In this project, we will discuss how to develop a Streamlit application that integrates Vertex AI’s Gemini Pro Vision model which aims at responding to user-inputted images and prompts. We will guide you throughout the code to show how exactly one can use the model to get relevant information from images.

Application FrontEnd
Application FrontEnd

Setting Up the Environment

First we have to install some libraries, in fact, Vertex API SDK and Streamlit. We can do this using the following commands:We can do this using the following commands:

pip install google-cloud-aiplatform
pip install streamlit

Initializing the Vertex AI SDK

Next, we need to initialize the Vertex AI SDK by providing our project ID and region:

PROJECT_ID = ” ” # Your Vertex AI project ID
REGION = ” ” # Region where your Vertex AI resources are located
# Initialize Vertex AI SDK
vertexai.init(project=PROJECT_ID, location=REGION)

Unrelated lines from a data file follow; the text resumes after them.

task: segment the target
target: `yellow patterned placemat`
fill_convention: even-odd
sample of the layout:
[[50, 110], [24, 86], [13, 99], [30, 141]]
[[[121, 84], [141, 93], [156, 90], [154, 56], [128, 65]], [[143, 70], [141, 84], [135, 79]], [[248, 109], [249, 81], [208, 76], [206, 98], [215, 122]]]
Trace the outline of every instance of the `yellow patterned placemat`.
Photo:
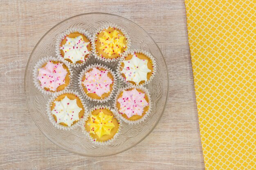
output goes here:
[[185, 0], [207, 170], [256, 170], [256, 0]]

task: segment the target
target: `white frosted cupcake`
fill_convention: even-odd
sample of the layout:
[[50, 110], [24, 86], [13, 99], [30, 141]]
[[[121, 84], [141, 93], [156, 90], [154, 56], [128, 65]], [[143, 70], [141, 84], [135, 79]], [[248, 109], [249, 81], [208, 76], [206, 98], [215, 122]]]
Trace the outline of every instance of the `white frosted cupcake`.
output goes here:
[[153, 56], [141, 50], [132, 50], [124, 53], [117, 69], [119, 77], [130, 85], [148, 83], [154, 77], [155, 71]]
[[72, 66], [83, 64], [92, 53], [91, 36], [85, 30], [72, 28], [62, 33], [56, 43], [58, 57], [67, 61]]

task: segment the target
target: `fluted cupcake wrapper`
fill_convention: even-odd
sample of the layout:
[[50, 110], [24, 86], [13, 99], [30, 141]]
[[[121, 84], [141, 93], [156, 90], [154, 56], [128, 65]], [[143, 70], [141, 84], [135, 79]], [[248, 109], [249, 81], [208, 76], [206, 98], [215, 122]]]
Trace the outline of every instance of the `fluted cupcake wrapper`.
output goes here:
[[[120, 95], [121, 93], [122, 93], [122, 91], [125, 90], [127, 90], [128, 89], [133, 89], [133, 88], [136, 88], [136, 89], [140, 90], [141, 91], [143, 91], [143, 92], [144, 92], [144, 93], [145, 93], [145, 95], [148, 96], [148, 97], [149, 107], [148, 107], [148, 110], [146, 112], [146, 113], [144, 115], [144, 116], [136, 120], [128, 120], [126, 119], [125, 117], [122, 116], [121, 114], [119, 113], [118, 108], [117, 107], [117, 102], [118, 102], [117, 100], [118, 100], [118, 98], [119, 98], [118, 97]], [[118, 91], [118, 92], [117, 92], [117, 95], [115, 97], [115, 103], [114, 104], [115, 109], [116, 113], [117, 113], [119, 115], [120, 119], [121, 120], [122, 120], [125, 122], [127, 123], [130, 124], [139, 124], [141, 121], [144, 121], [146, 119], [146, 118], [149, 116], [149, 114], [151, 111], [151, 106], [152, 104], [151, 102], [150, 95], [149, 94], [148, 90], [146, 88], [141, 86], [131, 86], [121, 88]]]
[[[135, 53], [139, 53], [143, 54], [148, 58], [149, 58], [152, 61], [152, 64], [153, 65], [153, 71], [152, 75], [150, 76], [150, 77], [149, 79], [147, 81], [145, 81], [145, 82], [141, 84], [133, 84], [132, 83], [129, 82], [128, 81], [127, 81], [125, 78], [122, 75], [122, 73], [121, 73], [121, 69], [122, 68], [121, 67], [121, 64], [123, 63], [123, 62], [125, 60], [125, 57], [128, 56], [130, 54], [133, 54]], [[128, 51], [123, 53], [122, 55], [122, 57], [119, 61], [119, 63], [118, 63], [118, 66], [117, 66], [117, 70], [118, 77], [120, 78], [124, 82], [127, 83], [129, 86], [133, 86], [133, 85], [142, 85], [144, 86], [145, 84], [148, 84], [153, 79], [154, 77], [155, 77], [155, 74], [156, 71], [156, 64], [155, 62], [155, 59], [154, 57], [152, 56], [152, 55], [149, 52], [145, 51], [145, 50], [141, 50], [141, 49], [132, 49], [131, 50]]]
[[59, 91], [52, 92], [46, 90], [41, 86], [41, 83], [40, 82], [40, 81], [38, 79], [37, 79], [37, 76], [38, 75], [38, 69], [40, 68], [42, 68], [43, 65], [50, 61], [59, 62], [60, 63], [63, 63], [64, 64], [65, 64], [65, 65], [66, 65], [67, 67], [67, 68], [68, 69], [68, 71], [70, 74], [69, 75], [69, 84], [67, 86], [65, 87], [65, 88], [63, 90], [60, 91], [64, 91], [69, 89], [72, 80], [72, 77], [73, 76], [73, 72], [72, 71], [71, 67], [68, 64], [67, 62], [63, 60], [63, 59], [54, 58], [52, 57], [46, 57], [40, 60], [36, 64], [36, 66], [34, 66], [34, 69], [33, 71], [33, 82], [35, 86], [39, 90], [39, 91], [45, 95], [54, 95], [54, 94], [56, 94], [59, 92]]
[[65, 38], [69, 34], [71, 33], [74, 33], [75, 32], [78, 32], [82, 34], [86, 37], [86, 38], [90, 40], [90, 43], [92, 45], [92, 37], [91, 35], [88, 32], [86, 31], [84, 29], [81, 28], [72, 28], [69, 29], [65, 31], [64, 32], [62, 33], [57, 38], [57, 41], [56, 42], [56, 44], [55, 44], [55, 51], [56, 52], [56, 55], [59, 58], [63, 58], [65, 61], [67, 61], [69, 64], [70, 65], [72, 66], [78, 67], [84, 64], [87, 60], [92, 56], [92, 50], [90, 51], [90, 53], [88, 55], [88, 56], [86, 57], [86, 60], [84, 60], [82, 63], [73, 63], [72, 62], [65, 60], [64, 58], [64, 57], [63, 57], [61, 54], [61, 49], [60, 49], [60, 45], [61, 43], [61, 42], [64, 38]]
[[[78, 120], [77, 122], [72, 124], [71, 126], [63, 126], [57, 123], [55, 121], [55, 119], [54, 119], [54, 118], [53, 117], [52, 114], [51, 107], [52, 106], [52, 103], [54, 102], [54, 99], [59, 95], [64, 94], [73, 94], [77, 96], [81, 101], [81, 102], [83, 104], [83, 109], [84, 110], [84, 114], [83, 117], [81, 118], [79, 120]], [[50, 121], [55, 127], [60, 130], [68, 130], [73, 129], [75, 127], [79, 125], [82, 125], [83, 122], [87, 120], [87, 119], [88, 118], [88, 110], [87, 109], [87, 108], [85, 106], [84, 101], [83, 99], [83, 98], [82, 98], [81, 96], [79, 95], [78, 93], [74, 91], [61, 91], [58, 93], [56, 93], [56, 95], [54, 95], [49, 100], [48, 103], [47, 105], [46, 110], [47, 111], [47, 114], [48, 115]]]
[[[104, 98], [103, 98], [102, 99], [93, 99], [89, 96], [87, 95], [87, 94], [85, 93], [84, 89], [83, 89], [83, 86], [82, 85], [82, 79], [83, 77], [85, 76], [85, 73], [88, 71], [89, 70], [92, 69], [94, 68], [103, 68], [106, 70], [108, 71], [111, 75], [113, 77], [113, 78], [114, 79], [113, 82], [113, 86], [112, 86], [112, 90], [110, 92], [109, 95]], [[90, 100], [91, 101], [94, 101], [97, 102], [98, 103], [99, 102], [107, 102], [110, 99], [111, 99], [113, 96], [113, 95], [114, 94], [115, 92], [115, 91], [116, 88], [117, 86], [117, 76], [115, 73], [111, 70], [110, 68], [108, 68], [106, 66], [104, 66], [102, 64], [95, 64], [93, 65], [90, 65], [86, 67], [85, 69], [84, 69], [82, 72], [80, 73], [80, 74], [79, 75], [79, 86], [80, 90], [81, 91], [83, 95], [88, 100]]]
[[[95, 110], [99, 109], [107, 109], [109, 110], [113, 113], [113, 115], [114, 115], [114, 117], [117, 120], [118, 123], [119, 123], [119, 127], [118, 128], [118, 130], [117, 130], [117, 132], [115, 135], [114, 137], [111, 138], [111, 139], [108, 139], [106, 141], [98, 141], [96, 139], [93, 139], [93, 138], [90, 135], [90, 133], [89, 132], [88, 132], [85, 128], [86, 121], [88, 120], [89, 117], [90, 117], [92, 115], [92, 113]], [[90, 140], [93, 144], [98, 145], [107, 145], [111, 144], [114, 141], [117, 137], [119, 135], [120, 133], [120, 131], [121, 129], [121, 121], [120, 119], [120, 116], [118, 113], [117, 113], [115, 110], [113, 109], [110, 109], [110, 107], [109, 106], [101, 106], [101, 105], [97, 105], [92, 108], [89, 111], [88, 115], [88, 117], [86, 119], [86, 120], [83, 121], [82, 124], [83, 127], [82, 127], [82, 131], [85, 134], [85, 135], [90, 139]]]
[[129, 35], [127, 34], [126, 32], [121, 27], [118, 26], [115, 24], [112, 23], [108, 23], [105, 25], [103, 25], [100, 27], [96, 31], [94, 32], [93, 33], [93, 35], [92, 39], [92, 50], [93, 51], [95, 57], [96, 58], [99, 59], [101, 60], [104, 61], [106, 62], [115, 62], [119, 60], [121, 56], [121, 53], [120, 54], [120, 56], [117, 58], [106, 58], [103, 57], [99, 55], [98, 54], [97, 51], [96, 50], [96, 40], [97, 39], [97, 35], [98, 33], [101, 32], [102, 30], [104, 29], [108, 29], [108, 27], [110, 27], [112, 28], [115, 28], [117, 29], [120, 30], [122, 33], [124, 35], [125, 37], [126, 38], [126, 47], [127, 47], [126, 49], [126, 51], [129, 50], [131, 44], [130, 39]]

Defining the generate_response Function

The generate_response function takes a prompt and an image file as input and returns a generated response based on the Gemini Pro Vision model:

def generate_response(prompt, image_file):
# Load the image from file
image = Image.load_from_file(image_file)
generative_multimodal_model = GenerativeModel(“gemini-1.0-pro-vision”)
response = generative_multimodal_model.generate_content([prompt, image])
return response.candidates[0].content.text

Defining the main Function

The main function is the entry point of our Streamlit application. It sets up the UI components, allows users to upload an image, and generates a response based on the user’s question:

def main():
st.title(“Vertex AI with Gemini Pro Vision”)
st.image(“logo.jpg”, width=100)
img = st.file_uploader(“Upload an image”)
if img:
# Create a temporary directory
temp_dir = tempfile.mkdtemp()
# Define the path to save the uploaded image
path = os.path.join(temp_dir, img.name)
# Write the uploaded image to the specified path
with open(path, “wb”) as f:
f.write(img.getvalue())
# Input area for user’s question
st.header(“:violet[Question]”)
question = st.text_area(label=“Enter your question”)
submit = st.button(“Submit”)
# If a question is entered and submitted
if question and submit:
# Generate a response based on the question and uploaded image
response = generate_response(question, path)
# Display the generated response
st.header(“Answer”)
st.write(response)

The above code is going to generate the following Frontend:

Application FrontEnd
Application FrontEnd

Running the Application

Finally, we can run the application using the following command:

Streamlit run app.py

This will open up the Streamlit application in our browser allowing us to upload an image and pose a question to in an attempt to get a response using the Gemini Pro Vision model.

Testing the Application

We can test the application with different use cases, such as:

1- Uploading an image and asking a question about the objects in the image

Testing- Input Image1
Testing- Input Image1
Testing- Q1
Testing- Q1

2- Uploading an image and asking a question about the scenario depicted in the image

Testing- Input Image2
Testing- Input Image2
Testing- Q2
Testing- Q2

3- Uploading an image and asking a question about the analysis of the image

We used the same image as above and asked the following question:

Testing- Q3
Testing- Q3

The application simply needs to respond to the user with information derived from the Vision model of the Gemini Pro, which can retrieve vital data from the image.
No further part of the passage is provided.